Poursuivons notre visite. Nous revenons sur nos pas et redescendons au troisième étage. Là, via le cabinet d’artillerie de Louis XVI, nous gagnons l’arrière de l’appartement de Madame de Pompadour. Après avoir traversé sa garde-robe, nous gravissons quelques marches pour découvrir l’appartement de sa suivante et femme de chambre, Madame du Hausset. Ce très petit appartement présente du mobilier et des éléments de décors qui laissent à imaginer ce que pouvait être la vie du personnel et des dames de compagnie. On est ici marqué par la présence de deux lits. Un plus grand, disposé dans la chambre même, et un second, en alcôve. Ce dernier servait à la femme de chambre de Madame du Hausset… donc la femme de chambre de la femme de chambre.
Une fois redescendus, nous longeons l’appartement à proprement parler de Madame de Pompadour: son cabinet intérieur, son salon de compagnie, sa chambre, son antichambre… des pièces que nous ne visitons pas dans le parcours du jour, mais que j’ai pu découvrir lors d’une visite des appartements des favorites de Louis XV, toujours avec les Amis de Versailles (ma visite de l’appartement de Madame du Barry est disponible dans l’article dédié, ici).

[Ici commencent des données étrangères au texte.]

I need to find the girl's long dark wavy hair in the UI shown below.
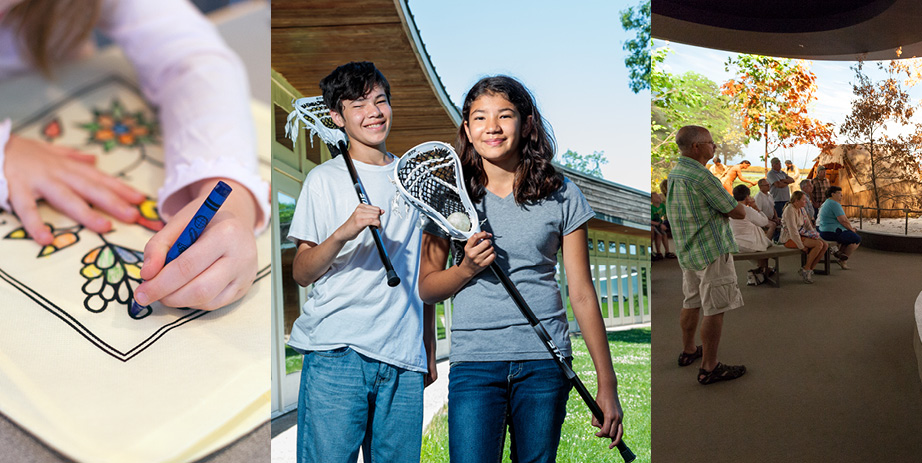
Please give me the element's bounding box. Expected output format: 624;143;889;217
455;75;563;204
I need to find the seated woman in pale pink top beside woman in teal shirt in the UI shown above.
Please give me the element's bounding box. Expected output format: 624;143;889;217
781;191;829;283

Finalement, nous empruntons un ultime escalier qui nous conduit sur le palier de l’escalier dit de Louis-Philippe, au premier étage, à l’arrière du grand appartement du Roi, et précisément des salons de Diane, Vénus et de l’Abondance. Nous entrons dans ce dernier, gagnons le grandiose salon d’Hercule, et pénétrons dans l’ultime lieu caché de notre visite: le premier étage de la chapelle Royale.